In brief
- Bitcoin broke a new all-time high of a little over $126,000 per coin on Monday.
- However, the stock prices of publicly traded mining companies are rising even faster.
- Investors are flooding into the stock market and alternative assets over worries that currencies worldwide are being debased.
Bitcoin's price hit new records Monday, as the so-called debasement trade has become more attractive. But Bitcoin mining company stocks rose even quicker, furthering sizable gains seen across the industry in recent weeks.
Top public companies in the mining space—including the Nasdaq-listed HIVE Digital, MARA, and CleanSpark—all shot up on Monday ahead of the closing bell.
HIVE Digital led the pack with a 25% jump to nearly $6 a share by the close of trading, with IREN up more than 14% on the day to $57.75.
MARA finished Monday priced at $21 per share after jumping more than 9%; CleanSpark rose by the same amount and was trading for $17. And Riot Platforms climbed nearly 11% on the day to $21.56.
Mining stocks are also becoming more attractive as companies look to high-powered computing to increase profits. Google last month announced it was backstopping a deal between AI compute company Fluidstack and Bitcoin miner Cipher, giving Google the right to buy a 5.4% stake in Cipher.
“Miners are winning because they’re flexing optionality: power, infrastructure, AI revenue, and leveraged exposure to Bitcoin rallies, all packaged in stocks," Texas Blockchain Council President Lee Bratcher told Decrypt. "That’s giving them an edge over crypto companies whose exposure is narrower or more operationally constrained."
Bratcher added that some miners are holding onto their mined BTC rather than selling it, giving them a benefit akin to crypto treasury firms, particularly as Bitcoin continues to rise.
"Investors are increasingly viewing miners not just as Bitcoin proxies, but as owners of scarce infrastructure: power contracts, land, grid access, and cooling capacity," said Bratcher. "When crypto is hot, that infrastructure becomes more valuable, especially if grid demand becomes tight.”
Bitcoin was recently up a little over 2% over a 24-hour period, according to CoinGecko, after hitting a new all-time high of $126,080 earlier Monday. It had dropped down slightly to $125,191—still a 9.5% jump over the past week.
U.S. investors last week plunged a record amount of investment into Bitcoin ETFs to get exposure to the biggest and oldest digital coin.
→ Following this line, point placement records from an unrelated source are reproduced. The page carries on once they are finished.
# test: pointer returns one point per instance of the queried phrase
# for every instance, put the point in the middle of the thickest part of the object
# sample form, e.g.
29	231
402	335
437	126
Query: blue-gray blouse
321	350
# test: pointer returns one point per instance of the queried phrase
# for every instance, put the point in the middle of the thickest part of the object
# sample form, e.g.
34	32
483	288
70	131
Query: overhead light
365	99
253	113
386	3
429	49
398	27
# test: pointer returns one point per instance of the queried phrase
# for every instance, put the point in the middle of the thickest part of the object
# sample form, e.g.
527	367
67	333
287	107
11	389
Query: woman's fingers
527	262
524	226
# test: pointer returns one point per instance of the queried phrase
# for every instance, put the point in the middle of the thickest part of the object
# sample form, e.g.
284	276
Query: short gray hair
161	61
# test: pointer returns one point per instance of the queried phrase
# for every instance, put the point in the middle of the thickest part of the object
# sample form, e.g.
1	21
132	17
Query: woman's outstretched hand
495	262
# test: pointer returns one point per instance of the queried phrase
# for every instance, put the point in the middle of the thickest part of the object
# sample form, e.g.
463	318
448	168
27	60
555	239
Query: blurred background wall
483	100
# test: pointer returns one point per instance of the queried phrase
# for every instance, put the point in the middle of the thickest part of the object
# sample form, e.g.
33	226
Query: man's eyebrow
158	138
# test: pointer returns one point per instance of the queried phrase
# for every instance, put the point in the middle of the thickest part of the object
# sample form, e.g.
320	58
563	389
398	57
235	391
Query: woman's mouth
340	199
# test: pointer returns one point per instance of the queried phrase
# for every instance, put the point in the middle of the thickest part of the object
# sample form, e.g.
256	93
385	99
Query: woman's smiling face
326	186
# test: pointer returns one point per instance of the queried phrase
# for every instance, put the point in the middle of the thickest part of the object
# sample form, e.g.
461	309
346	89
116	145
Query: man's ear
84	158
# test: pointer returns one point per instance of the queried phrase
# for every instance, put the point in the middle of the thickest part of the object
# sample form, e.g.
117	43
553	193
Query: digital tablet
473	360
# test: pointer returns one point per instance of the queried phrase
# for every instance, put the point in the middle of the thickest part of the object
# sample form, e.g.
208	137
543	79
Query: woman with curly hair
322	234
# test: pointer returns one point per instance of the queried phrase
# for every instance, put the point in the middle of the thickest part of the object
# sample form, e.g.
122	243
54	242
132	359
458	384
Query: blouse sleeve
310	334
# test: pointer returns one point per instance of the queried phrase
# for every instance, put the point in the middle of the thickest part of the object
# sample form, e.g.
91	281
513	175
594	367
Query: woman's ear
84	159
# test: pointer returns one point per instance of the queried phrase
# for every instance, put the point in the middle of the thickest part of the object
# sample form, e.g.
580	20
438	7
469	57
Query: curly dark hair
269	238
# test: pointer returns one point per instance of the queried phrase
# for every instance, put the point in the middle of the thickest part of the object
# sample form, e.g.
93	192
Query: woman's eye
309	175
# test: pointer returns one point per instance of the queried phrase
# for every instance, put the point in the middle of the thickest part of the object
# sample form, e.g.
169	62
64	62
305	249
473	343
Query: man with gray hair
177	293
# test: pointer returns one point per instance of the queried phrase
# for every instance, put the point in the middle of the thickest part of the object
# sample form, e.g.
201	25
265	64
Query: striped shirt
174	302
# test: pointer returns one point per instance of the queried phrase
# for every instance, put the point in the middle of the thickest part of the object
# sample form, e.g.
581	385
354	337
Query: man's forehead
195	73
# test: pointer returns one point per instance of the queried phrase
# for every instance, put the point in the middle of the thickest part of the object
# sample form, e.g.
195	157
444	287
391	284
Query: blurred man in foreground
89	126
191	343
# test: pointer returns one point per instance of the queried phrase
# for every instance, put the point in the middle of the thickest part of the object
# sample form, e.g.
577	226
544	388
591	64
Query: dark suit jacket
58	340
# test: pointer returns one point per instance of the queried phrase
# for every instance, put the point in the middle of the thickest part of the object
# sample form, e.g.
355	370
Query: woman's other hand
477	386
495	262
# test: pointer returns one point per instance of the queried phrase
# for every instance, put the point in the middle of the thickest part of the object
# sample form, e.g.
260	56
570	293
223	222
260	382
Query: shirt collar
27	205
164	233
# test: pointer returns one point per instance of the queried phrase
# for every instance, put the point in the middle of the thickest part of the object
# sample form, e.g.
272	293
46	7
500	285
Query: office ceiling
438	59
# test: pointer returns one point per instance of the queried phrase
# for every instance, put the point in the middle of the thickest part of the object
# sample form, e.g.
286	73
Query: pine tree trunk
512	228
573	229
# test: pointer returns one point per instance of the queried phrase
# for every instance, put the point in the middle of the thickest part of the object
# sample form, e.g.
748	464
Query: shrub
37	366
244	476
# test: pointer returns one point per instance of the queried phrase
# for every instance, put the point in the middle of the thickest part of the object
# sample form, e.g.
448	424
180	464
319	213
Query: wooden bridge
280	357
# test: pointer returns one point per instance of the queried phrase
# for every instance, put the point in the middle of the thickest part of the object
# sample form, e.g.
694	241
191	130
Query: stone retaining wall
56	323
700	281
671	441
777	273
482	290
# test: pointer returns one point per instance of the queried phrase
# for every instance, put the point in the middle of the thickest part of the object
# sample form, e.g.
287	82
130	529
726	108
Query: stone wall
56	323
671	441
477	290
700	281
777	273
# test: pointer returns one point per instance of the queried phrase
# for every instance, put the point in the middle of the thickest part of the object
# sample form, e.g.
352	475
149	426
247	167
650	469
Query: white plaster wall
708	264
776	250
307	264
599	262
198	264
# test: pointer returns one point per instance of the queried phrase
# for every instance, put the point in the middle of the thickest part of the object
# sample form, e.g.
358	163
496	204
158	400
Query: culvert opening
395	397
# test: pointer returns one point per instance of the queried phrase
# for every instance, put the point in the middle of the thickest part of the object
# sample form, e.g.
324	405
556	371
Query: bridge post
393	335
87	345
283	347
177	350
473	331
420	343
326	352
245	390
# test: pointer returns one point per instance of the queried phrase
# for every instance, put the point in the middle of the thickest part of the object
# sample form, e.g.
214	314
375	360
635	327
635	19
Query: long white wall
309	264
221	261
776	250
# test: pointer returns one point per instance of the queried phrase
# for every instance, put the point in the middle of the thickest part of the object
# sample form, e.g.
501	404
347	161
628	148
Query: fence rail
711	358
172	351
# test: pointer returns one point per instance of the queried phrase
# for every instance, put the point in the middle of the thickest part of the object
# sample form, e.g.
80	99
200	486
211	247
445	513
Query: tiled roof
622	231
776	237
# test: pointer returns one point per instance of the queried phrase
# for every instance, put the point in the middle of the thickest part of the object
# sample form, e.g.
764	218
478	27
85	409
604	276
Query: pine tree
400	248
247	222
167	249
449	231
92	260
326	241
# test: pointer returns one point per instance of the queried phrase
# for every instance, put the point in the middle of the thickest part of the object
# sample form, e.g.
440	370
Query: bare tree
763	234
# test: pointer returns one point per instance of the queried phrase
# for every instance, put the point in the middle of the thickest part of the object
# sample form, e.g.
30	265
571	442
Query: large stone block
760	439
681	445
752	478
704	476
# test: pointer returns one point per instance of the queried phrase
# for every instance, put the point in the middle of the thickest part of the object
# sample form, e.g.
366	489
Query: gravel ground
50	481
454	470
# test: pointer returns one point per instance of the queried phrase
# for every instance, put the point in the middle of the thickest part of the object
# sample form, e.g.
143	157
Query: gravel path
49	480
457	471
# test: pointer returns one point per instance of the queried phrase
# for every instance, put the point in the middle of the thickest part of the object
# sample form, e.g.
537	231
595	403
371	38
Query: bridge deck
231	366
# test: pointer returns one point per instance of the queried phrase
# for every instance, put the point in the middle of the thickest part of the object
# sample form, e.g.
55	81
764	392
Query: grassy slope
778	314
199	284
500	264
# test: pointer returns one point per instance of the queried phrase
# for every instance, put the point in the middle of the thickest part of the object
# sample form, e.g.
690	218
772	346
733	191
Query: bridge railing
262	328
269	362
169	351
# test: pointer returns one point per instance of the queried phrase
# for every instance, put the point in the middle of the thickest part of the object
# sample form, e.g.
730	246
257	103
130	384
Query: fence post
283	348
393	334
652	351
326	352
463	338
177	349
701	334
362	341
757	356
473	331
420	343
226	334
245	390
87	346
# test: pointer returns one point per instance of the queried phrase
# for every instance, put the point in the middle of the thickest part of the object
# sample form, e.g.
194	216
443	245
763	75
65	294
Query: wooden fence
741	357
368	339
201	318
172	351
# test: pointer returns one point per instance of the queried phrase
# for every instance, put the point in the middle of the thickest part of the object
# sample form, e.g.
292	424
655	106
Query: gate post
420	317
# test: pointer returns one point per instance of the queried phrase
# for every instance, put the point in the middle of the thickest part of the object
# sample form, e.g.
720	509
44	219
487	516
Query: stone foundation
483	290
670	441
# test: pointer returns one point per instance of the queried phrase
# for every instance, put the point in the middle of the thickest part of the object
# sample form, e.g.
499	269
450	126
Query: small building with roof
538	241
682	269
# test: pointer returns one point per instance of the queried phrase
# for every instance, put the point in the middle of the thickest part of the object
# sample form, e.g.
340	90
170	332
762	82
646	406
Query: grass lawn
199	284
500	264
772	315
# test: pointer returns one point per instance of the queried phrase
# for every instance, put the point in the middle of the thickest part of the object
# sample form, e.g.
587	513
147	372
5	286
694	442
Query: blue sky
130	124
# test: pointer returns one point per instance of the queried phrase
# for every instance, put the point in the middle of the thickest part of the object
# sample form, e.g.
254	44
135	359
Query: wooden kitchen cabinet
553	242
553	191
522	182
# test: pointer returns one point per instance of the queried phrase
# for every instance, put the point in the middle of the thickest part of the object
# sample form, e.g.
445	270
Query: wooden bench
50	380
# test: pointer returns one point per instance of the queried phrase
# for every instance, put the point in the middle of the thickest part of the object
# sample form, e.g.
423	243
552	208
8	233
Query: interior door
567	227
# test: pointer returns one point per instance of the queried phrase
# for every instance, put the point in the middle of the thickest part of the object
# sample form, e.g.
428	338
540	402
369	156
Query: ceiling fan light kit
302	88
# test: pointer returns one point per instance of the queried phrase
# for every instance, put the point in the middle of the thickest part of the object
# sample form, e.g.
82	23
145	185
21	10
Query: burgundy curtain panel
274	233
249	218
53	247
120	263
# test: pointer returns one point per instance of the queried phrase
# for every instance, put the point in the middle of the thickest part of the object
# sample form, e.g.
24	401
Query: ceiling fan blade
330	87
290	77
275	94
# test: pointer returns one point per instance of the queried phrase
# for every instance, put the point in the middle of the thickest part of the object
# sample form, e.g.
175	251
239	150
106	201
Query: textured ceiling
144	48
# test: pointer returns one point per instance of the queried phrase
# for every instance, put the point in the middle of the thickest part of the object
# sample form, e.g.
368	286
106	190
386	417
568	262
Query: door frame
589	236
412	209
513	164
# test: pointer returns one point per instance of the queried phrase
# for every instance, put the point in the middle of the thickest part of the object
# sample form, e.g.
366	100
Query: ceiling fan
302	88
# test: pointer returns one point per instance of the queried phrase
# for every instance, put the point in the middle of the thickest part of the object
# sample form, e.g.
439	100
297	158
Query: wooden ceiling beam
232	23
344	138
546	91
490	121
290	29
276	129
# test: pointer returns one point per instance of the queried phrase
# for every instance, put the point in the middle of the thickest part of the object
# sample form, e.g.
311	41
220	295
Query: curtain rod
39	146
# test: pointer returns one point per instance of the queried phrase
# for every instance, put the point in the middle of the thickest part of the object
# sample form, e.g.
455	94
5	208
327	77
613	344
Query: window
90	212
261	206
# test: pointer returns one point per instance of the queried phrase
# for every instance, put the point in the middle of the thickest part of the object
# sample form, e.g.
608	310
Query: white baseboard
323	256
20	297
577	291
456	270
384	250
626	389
Crypto investment products received $5.95 billion in fresh cash, with the most amount of money ever hitting Bitcoin funds in a single week: $3.55 billion in total.
A report from European asset manager CoinShares said that the lion's share of that investment was directed at Bitcoin ETFs trading in the U.S.
Over the past seven days, the ongoing U.S. government shutdown and an expected October interest rate cut from the Federal Reserve has led the price of Bitcoin, gold, and other cryptocurrencies and precious metals to rally.
Experts dub that kind of move the "debasement trade"—when investors try to hedge against weakening currencies and geopolitical headwinds.
The dollar index, which measures the value of the greenback against major world currencies, suffered its worst first half of the year since the early 1970s as President Donald Trump went full steam ahead with his trade war.